Revelstoke property values increase an average of 18 per cent

Property values will be used to calculate property taxes

Property values have gone up an average of 18 per cent this year.

The 2019 assessment notices were mailed last week, which reflect the market value of the property as of July 1, 2018.

“The majority of residential home owners within the region can expect an increase compared to last year’s assessment,” says Deputy Assessor Ramaish Shah in a news release. “The demand for housing in our resort communities has been even stronger and that is reflected in this year’s assessments.”

As B.C.’s provider of property assessment information, BC Assessment collects, monitors and analyzes property data throughout the year. Property assessments may vary by jurisdiction or municipality within the region.

Overall, Kootenay Columbia’s total assessments increased from about $40.8 billion in 2018 to more than $43.6 billion this year.

A total of about $453 million of the region’s updated assessments is from new construction, subdivisions and rezoning of properties. BC Assessment’s Kootenay Columbia region covers the southeast portion of the province from Fernie to Grand Forks and from Revelstoke to Cranbrook.

In the Kootenay Columbia region, the lowest assessments on average were in the district of Sparwood, which decreased by 1 per cent. The biggest change was Canal Flats, which saw a 30 per cent increase.

Revelstoke’s 18 per cent increase was the same as Kimberly, Nelson, Rossland and New Denver, which was the second highest increase after Canal Flats.

According to BC Assessments Revelstoke is home to the third highest valued residential property in the region, in Arrow Height at just under $4.8 million.

The highest valued on the waterfront in rural Invermere coming in at around $5.5 million.

BC Assessment’s website at bcassessment.ca includes more details about 2019 assessments, property information and trends such as lists of 2019’s top valued residential properties across the province.
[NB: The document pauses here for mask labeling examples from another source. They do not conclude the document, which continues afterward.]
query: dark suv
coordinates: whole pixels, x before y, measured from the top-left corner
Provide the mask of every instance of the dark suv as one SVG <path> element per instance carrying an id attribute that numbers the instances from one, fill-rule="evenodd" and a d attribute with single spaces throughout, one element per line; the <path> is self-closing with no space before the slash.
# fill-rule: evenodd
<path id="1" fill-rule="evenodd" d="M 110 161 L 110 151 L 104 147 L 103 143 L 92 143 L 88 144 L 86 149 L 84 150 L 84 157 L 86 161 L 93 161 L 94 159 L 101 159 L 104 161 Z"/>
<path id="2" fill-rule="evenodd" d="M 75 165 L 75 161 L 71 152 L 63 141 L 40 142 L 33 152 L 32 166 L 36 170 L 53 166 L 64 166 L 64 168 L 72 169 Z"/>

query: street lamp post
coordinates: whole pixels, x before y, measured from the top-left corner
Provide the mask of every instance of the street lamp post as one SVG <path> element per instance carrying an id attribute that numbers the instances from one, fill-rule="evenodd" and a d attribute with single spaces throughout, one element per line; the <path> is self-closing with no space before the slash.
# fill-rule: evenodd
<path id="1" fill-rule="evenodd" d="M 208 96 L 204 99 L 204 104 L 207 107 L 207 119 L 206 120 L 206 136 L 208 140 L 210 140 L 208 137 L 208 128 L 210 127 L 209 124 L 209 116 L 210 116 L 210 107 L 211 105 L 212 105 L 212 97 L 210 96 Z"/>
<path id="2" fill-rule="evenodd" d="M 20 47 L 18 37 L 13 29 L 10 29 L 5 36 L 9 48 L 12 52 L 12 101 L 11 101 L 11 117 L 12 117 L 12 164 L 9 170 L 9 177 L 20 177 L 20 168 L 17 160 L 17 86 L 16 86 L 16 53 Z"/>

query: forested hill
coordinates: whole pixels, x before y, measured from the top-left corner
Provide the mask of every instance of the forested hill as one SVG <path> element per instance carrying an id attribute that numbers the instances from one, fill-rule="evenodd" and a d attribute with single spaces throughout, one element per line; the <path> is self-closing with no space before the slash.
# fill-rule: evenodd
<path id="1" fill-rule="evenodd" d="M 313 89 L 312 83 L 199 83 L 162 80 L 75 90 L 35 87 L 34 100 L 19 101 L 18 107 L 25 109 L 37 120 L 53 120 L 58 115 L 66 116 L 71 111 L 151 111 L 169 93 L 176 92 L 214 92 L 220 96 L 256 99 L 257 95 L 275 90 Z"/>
The website also provides self-service access to a free, online property assessment search service that allows anyone to search, check and compare 2019 property assessments for anywhere in the province.

As a new option, property owners can unlock additional property search features by registering for a free BC Assessment custom account to store/access favourites, create comparisons and use our new interactive map.

“Property owners can find a lot of information on our website including answers to many assessment-related questions, but those who feel that their property assessment does not reflect market value as of July 1, 2018 or see incorrect information on their notice, should contact BC Assessment as indicated on their notice as soon as possible in January,” said Shah.

“If a property owner is still concerned about their assessment after speaking to one of our appraisers, they may submit a Notice of Complaint (Appeal) by January 31st, for an independent review by a Property Assessment Review Panel,” adds Shah.

The Property Assessment Review Panels, independent of BC Assessment, are appointed annually by the Ministry of Municipal Affairs and Housing, and typically meet between February 1 and March 15 to hear formal complaints.

“It is important to understand that increases in property assessments do not automatically translate into a corresponding increase in property taxes,” explains Shah. “How your assessment changes relative to the average change in your community is what may affect your property taxes.”

This year BC Assessments say a 1 per cent increase in the number of properties that they assessed. The total value of these properties is $1.99 trillion which is an increase of 7.45 per cent.

The City of Revelstoke will calculate property tax rates based on the assessment roll of the jurisdiction as part of the budgeting process this spring.